As \(x\) approaches zero:

However, we can analyze the limit more carefully. As \(x\) approaches zero, \(\log(\log x)\) approaches \(\log(-\infty)\), which is also undefined. Thus, we need to consider the product of these two terms.

Applying L'Hôpital's Rule

To apply L'Hôpital's Rule, we can rewrite our limit in a form suitable for the rule. We can express the limit as:

\(\lim_{x \to 0} \frac{\log(\log x)}{\frac{1}{\log(x-1)}}\)

Now, both the numerator and denominator approach \(-\infty\) as \(x\) approaches zero. We can apply L'Hôpital's Rule, which states that if we have an indeterminate form of type \(-\infty / -\infty\), we can differentiate the numerator and denominator:

Calculating Derivatives

The derivative of the numerator \(\log(\log x)\) is:

\(\frac{1}{\log x} \cdot \frac{1}{x}\)

The derivative of the denominator \(\frac{1}{\log(x-1)}\) is:

\(-\frac{1}{(\log(x-1))^2} \cdot \frac{1}{x-1}\)

Evaluating the Limit

Now we can substitute these derivatives back into our limit:

\(\lim_{x \to 0} \frac{\frac{1}{\log x} \cdot \frac{1}{x}}{-\frac{1}{(\log(x-1))^2} \cdot \frac{1}{x-1}}\)

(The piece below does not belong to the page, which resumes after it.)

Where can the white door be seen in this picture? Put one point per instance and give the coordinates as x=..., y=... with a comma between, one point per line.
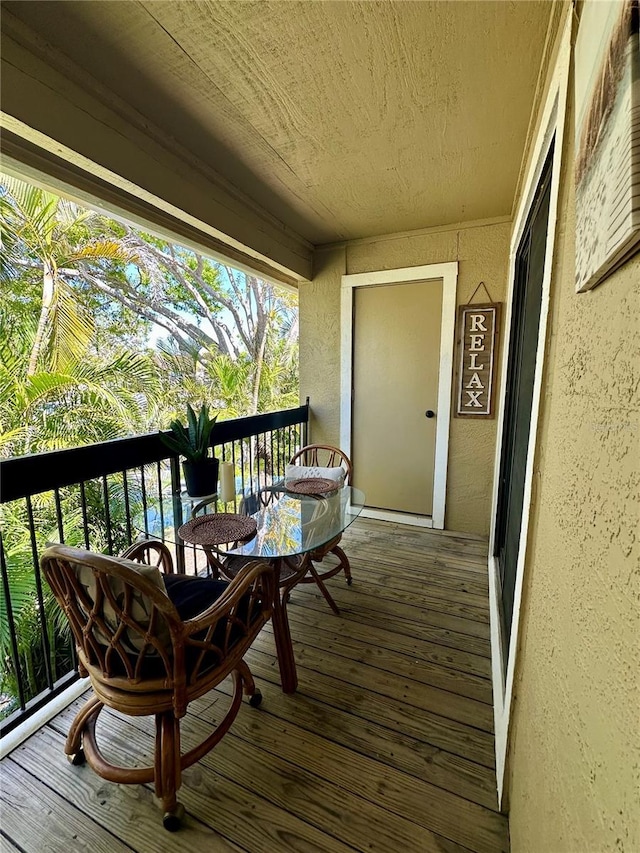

As \(x\) approaches zero, both \(\log x\) and \(\log(x-1)\) approach \(-\infty\), leading to a more manageable limit. After simplifying, we find that the limit approaches zero.

Final Result

Thus, we conclude that:

\(\lim_{x \to 0} (\log x)^{\log(x-1)} = e^{\lim_{x \to 0} \log y} = e^0 = 1\).

In summary, the limit of \((\log x)^{\log(x-1)}\) as \(x\) approaches zero is equal to 1. This process illustrates the importance of understanding logarithmic behavior and applying L'Hôpital's Rule effectively to resolve indeterminate forms.